Rebreathers are rapidly becoming the standard for underwater natural history camerawork and in 2014 I got my license. I did my course on the Pelagian DCCCR rebreather. It’s made in Thailand by a very interesting guy called Andy Fritz and my training was conducted by Matt Reed at the excellent Evolution Dive resort in Malapascua, Philippines. I recommend Matt and Evolution unreservedly for any tech training, they are thorough, professional, down-to-earth and environmentally aware.
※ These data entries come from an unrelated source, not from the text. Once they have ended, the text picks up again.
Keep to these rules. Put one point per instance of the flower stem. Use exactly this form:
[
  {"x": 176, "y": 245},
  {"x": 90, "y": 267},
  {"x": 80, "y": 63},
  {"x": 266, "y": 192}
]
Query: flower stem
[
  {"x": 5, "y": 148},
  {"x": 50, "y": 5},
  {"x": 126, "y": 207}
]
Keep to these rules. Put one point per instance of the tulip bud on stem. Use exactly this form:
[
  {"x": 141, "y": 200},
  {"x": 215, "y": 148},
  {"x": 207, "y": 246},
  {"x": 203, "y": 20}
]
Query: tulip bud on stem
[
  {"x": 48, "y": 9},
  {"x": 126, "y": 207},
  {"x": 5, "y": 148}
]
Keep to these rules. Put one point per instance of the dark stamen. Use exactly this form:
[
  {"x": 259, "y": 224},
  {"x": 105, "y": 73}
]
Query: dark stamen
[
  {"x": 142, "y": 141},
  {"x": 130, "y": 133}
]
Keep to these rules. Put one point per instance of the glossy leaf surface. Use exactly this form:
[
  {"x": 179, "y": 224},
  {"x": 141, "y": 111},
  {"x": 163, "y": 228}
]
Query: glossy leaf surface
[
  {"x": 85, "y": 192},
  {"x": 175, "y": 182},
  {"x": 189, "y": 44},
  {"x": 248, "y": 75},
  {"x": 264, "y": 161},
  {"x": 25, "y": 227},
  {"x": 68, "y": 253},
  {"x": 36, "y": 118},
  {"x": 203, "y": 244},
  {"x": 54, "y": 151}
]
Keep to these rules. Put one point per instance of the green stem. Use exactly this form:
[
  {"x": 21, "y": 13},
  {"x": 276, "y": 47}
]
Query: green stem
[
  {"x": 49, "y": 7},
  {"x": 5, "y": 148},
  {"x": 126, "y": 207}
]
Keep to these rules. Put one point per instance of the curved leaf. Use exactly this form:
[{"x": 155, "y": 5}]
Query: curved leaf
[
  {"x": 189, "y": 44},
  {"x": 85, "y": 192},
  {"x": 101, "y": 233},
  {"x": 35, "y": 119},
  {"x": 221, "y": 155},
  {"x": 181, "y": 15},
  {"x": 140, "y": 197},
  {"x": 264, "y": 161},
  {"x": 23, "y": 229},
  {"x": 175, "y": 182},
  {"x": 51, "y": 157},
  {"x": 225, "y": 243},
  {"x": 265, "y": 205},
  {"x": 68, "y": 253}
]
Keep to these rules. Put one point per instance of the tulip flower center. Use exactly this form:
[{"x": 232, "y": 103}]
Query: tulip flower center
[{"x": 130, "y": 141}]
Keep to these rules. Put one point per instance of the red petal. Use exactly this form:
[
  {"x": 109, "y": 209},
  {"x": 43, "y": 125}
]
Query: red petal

The USP of the Pelagian is that it’s fully manual. DCCCR means ‘Diver Controlled Closed Circuit Rebreather’. There is a constant bleed of 02 into the mix and you control your PO2 by increasing or decreasing the flow via the bleed valve or manually dumping 02 in with the push of a button. It takes some getting used to but experienced operators can very quickly adjust levels for depth and work rate. It does mean that you have to monitor your PO2 very closely in case it spikes or drops significantly. A ‘heads-up’ display is invaluable here. The Pelagian is a relatively simple unit and by carrying a few spares you can service it in the field for most eventualities which is great for a cameraman like myself, often diving in remote locations. There are definitely pros and cons to very unit on the market but the Pelagian is definitely well worth a look. There is a very good run-down on the benefits of the unit at Evolution’s site.
UPDATE: In October 2016 after racking up about 250hrs on the Pelagian I crossed over to a rEvo CCR. There are a few reasons for this and I have written a blog about crossing over to the rEvo on my decision and thoughts after diving the unit for a while. I still wholeheartedly recommend the Pelagian DCCCR for divers looking for a manual rebreather.